You are standing at the top of an open manhole acting as an attendant for a team of maintenance personnel who have entered a confined space that required an entry permit. It has been several minutes since you talked to the crew, but you can peer down into the space and see them. During your last few checks with them, everything was A-OK.
This time, however, when you yell down to check on them, you don’t get a response. You look inside the hole and you notice that they are slumped over or leaning up against the wall like they are taking a nap.
You yell for help but know that it will be some time before a rescue team arrives. Those are your friends down there, and they need your help. They are real close to the top, why you almost could just reach down and pull them up. Your pulse is beating and you are breathing hard from excitement. You’re yelling at the workers, trying to arouse them. Something has to be done . . . so . . . you jump down into the hole.
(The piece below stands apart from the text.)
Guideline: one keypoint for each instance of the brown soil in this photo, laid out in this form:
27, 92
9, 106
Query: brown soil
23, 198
The rescue team arrives in time to pull your lifeless body out with the rest. The record will show that you attempted to rescue your friends and gave your life doing so. Some would say you were a hero. Yes, but a dead one!
The moral of this scenario is that when you are an attendant watching over a confined space, your duty is to observe and assist from above. If you have a tagline on the person inside and can pull them out without entry, go ahead (but how much dead weight can you lift from below your feet). If you have the proper rescue tripod, you can winch the victim to the surface. At no time do you enter the space to attempt rescue. You can wait until a new attendant arrives, and after you put on the proper rescue equipment and enter (providing, of course, you have been trained in rescue procedures). But you must never...never...never abandon your duties as the attendant and attempt a rescue on your own.
You have no idea what the hazards are that overcame your co-workers. And like the scenario described above, you might wind up as a DEAD HERO.
Confined spaces can be killers. Know what the risks are and take appropriate measures to control them. Be sure that air samples are taken before entry, and as frequently as required by the activities being conducted. Provide ventilation into the space if required. Use all personal protective equipment in accordance with the manufacturer directions. Use your entry permit to log the sample results and the time of the test. Have a rescue plan established before it is needed.
We want you to walk away from all confined space entry situations. We don’t want to carry you away in a body bag. Think SAFETY and stay ALIVE.